In February 2015, The Horn dropped the classic hits portion of its schedule and began airing sports full-time with NBC Sports Radio programming heard at night and on weekends, and NBC Sports updates during the day. NBC Sports was later replaced with SB Nation Radio (now SportsMap), based in Houston. KTXX-FM's city of license also moved to Bee Cave, Texas, although its studios and transmitter remain in Austin.

On June 16, 2015, KTXX-FM became the flagship station of the Texas Longhorns.

On July 12, 2023, owner Genuine Austin Radio announced that KTXX-FM would drop the sports format on August 1, though it would continue on KTAE and FM translator K270CO (101.9 FM).
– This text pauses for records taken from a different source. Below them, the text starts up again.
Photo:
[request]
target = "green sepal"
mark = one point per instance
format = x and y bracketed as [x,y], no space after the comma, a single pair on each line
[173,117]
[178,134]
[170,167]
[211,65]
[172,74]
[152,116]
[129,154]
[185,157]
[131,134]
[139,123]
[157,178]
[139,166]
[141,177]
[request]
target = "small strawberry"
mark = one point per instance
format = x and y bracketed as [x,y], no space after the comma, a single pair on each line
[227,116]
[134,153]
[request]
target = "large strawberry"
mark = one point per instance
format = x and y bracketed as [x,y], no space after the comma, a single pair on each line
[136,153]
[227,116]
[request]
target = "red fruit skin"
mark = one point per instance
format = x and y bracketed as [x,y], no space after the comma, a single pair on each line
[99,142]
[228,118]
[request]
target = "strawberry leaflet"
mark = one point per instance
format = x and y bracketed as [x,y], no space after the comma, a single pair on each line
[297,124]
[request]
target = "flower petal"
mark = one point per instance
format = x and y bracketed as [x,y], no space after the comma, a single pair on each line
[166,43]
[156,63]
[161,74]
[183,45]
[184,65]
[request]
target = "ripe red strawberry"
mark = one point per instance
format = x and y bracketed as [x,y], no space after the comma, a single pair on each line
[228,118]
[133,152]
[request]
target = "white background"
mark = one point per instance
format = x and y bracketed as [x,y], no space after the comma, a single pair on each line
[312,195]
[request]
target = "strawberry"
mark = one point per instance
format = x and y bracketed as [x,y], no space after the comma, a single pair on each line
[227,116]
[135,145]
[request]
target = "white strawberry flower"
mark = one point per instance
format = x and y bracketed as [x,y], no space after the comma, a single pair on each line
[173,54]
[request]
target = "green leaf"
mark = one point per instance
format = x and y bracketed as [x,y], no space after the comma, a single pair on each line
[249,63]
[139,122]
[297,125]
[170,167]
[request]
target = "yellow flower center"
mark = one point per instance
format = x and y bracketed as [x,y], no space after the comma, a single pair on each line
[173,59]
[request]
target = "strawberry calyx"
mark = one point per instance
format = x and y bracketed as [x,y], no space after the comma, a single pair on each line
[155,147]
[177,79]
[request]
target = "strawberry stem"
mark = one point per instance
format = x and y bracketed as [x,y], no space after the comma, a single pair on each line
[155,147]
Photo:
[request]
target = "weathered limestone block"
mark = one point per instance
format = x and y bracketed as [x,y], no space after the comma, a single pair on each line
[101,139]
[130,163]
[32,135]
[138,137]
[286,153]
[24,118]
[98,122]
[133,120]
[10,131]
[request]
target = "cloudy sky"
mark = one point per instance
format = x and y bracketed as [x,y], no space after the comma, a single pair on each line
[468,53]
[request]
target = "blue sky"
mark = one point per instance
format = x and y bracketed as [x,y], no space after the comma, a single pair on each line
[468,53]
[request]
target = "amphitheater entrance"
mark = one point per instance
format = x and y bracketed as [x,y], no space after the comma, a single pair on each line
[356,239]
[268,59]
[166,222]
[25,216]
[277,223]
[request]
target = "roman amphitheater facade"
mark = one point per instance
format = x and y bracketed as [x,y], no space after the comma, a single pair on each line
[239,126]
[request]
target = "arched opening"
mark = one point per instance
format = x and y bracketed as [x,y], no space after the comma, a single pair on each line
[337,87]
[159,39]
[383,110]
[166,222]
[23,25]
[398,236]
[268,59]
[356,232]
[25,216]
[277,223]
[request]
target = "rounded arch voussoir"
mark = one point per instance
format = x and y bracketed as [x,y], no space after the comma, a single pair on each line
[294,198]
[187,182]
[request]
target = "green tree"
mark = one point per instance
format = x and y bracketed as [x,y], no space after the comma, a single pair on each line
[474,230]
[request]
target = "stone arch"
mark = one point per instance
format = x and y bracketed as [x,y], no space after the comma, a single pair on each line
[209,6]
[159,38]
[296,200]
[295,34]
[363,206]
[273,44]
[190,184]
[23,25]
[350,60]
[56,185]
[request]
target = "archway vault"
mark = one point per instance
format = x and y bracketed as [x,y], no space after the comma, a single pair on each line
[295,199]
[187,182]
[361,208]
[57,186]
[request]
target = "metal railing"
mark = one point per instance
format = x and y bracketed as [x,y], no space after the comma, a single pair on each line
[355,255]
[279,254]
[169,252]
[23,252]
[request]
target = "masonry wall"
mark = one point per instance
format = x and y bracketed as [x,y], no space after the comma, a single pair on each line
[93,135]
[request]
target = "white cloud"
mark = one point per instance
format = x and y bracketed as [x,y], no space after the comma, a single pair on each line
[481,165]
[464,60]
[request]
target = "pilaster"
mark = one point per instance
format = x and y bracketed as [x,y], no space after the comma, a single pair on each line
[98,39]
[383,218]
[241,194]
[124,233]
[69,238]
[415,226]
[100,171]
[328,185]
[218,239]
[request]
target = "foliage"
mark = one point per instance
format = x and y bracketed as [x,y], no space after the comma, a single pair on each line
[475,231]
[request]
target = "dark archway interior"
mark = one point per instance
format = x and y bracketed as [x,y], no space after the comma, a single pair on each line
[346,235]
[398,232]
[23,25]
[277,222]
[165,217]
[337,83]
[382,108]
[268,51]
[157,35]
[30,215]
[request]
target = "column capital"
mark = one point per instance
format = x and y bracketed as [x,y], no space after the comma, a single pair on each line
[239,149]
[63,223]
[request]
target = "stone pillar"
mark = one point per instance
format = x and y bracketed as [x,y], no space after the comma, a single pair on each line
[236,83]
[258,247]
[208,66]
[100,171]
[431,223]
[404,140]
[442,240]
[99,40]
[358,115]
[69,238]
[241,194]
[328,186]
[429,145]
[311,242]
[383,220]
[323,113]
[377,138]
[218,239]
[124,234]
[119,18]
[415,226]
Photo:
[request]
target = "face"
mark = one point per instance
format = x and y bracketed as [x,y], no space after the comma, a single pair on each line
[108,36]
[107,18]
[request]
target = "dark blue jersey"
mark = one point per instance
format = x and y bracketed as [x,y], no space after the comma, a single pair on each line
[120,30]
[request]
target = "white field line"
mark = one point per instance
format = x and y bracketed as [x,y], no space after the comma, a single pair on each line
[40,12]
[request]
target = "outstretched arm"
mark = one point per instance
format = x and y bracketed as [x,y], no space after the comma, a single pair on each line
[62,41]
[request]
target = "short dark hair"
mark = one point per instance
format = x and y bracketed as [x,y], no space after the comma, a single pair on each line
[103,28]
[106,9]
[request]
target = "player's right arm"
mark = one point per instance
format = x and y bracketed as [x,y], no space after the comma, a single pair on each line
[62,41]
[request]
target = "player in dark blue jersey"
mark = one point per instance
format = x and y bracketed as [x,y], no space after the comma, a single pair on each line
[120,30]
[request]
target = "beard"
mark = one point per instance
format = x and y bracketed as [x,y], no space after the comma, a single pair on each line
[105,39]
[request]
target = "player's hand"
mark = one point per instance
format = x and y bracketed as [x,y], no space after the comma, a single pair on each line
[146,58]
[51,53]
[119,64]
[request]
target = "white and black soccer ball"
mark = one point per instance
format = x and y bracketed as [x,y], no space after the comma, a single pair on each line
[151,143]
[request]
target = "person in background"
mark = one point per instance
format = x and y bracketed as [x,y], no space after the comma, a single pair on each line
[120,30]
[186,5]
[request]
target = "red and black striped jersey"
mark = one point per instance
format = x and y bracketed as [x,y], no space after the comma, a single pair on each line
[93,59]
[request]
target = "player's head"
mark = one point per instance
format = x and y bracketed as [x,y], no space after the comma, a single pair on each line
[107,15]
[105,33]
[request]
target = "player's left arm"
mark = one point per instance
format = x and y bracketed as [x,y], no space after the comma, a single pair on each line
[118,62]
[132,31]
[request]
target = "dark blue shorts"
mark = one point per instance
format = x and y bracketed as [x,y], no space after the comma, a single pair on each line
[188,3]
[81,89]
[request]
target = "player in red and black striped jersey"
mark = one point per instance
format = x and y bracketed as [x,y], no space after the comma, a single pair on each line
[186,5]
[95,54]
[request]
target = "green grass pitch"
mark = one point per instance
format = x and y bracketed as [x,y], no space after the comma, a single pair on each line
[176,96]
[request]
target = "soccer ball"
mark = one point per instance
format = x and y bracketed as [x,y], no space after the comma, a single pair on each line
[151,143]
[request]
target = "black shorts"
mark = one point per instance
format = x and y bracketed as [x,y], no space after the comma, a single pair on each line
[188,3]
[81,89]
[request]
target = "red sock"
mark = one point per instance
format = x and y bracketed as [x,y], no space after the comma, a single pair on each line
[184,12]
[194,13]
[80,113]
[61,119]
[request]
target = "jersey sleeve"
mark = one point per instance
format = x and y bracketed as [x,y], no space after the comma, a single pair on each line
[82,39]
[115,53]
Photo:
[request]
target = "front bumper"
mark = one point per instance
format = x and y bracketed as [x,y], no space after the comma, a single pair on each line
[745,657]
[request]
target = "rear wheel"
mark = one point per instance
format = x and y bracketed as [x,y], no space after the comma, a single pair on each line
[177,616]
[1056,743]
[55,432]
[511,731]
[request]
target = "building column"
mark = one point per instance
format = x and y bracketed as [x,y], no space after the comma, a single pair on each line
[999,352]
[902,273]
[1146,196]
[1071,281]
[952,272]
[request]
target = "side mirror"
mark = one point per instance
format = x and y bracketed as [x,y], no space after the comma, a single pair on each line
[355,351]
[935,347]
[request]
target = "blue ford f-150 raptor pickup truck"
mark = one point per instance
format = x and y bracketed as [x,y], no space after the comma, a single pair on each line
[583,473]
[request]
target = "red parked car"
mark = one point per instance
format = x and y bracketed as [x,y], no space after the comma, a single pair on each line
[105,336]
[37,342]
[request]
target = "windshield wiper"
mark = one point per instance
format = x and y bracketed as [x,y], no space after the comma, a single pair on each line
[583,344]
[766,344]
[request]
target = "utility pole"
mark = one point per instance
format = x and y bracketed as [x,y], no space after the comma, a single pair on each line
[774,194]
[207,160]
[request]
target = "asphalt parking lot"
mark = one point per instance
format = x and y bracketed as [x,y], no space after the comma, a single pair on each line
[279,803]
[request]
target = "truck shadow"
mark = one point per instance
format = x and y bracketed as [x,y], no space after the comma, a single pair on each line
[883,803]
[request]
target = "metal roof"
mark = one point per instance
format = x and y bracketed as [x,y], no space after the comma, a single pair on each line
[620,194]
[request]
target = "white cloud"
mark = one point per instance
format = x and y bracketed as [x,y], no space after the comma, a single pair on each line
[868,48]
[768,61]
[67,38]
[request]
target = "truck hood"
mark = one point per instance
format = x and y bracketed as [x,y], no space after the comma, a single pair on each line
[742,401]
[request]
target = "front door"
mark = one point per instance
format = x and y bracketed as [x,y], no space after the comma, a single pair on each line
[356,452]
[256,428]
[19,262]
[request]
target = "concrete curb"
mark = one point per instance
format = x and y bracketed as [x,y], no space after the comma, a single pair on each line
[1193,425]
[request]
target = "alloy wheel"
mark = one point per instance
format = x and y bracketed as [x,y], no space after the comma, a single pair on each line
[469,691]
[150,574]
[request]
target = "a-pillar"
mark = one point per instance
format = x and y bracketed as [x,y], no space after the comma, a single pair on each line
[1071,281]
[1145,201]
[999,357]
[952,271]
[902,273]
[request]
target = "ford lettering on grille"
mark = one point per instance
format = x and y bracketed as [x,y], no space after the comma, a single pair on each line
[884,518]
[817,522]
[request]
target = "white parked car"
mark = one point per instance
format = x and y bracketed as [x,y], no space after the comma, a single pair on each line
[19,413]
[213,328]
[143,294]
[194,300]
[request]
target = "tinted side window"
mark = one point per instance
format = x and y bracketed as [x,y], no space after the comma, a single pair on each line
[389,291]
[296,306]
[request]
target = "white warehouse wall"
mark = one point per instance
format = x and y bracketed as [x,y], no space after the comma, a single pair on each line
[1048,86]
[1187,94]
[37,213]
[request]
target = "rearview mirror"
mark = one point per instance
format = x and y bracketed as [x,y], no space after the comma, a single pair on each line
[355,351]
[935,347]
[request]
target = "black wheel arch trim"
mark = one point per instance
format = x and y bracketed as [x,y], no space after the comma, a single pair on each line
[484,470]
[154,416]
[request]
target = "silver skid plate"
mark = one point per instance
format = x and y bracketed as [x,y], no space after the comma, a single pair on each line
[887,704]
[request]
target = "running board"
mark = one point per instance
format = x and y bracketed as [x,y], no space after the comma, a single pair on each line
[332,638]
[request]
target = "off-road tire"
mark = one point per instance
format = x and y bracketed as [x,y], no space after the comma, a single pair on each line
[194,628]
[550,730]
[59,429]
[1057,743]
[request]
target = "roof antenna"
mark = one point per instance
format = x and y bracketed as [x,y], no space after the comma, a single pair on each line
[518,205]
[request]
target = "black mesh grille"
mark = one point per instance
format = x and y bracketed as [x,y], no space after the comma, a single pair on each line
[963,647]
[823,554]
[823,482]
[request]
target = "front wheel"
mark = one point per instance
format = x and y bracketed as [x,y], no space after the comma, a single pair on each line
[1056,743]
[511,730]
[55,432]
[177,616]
The Longhorns announced a partnership with iHeartMedia stations KVET and KVET-FM the following day. On August 2, Norsan Media announced that it had acquired KTXX-FM and K287FG, making the station a sister to Spanish-language KZNX. KTXX-FM began simulcasting KZNX, while K287FG began airing a Spanish-language CHR format.

On April 19, 2024, Norsan Media announced that it had reached a deal to buy the rest of Genuine Austin Radio outright.

==HD Radio==
On June 1, 2024, KTXX-FM launched a regional Mexican oldies format on its HD2 subchannel, branded as "Leyendas 98.5".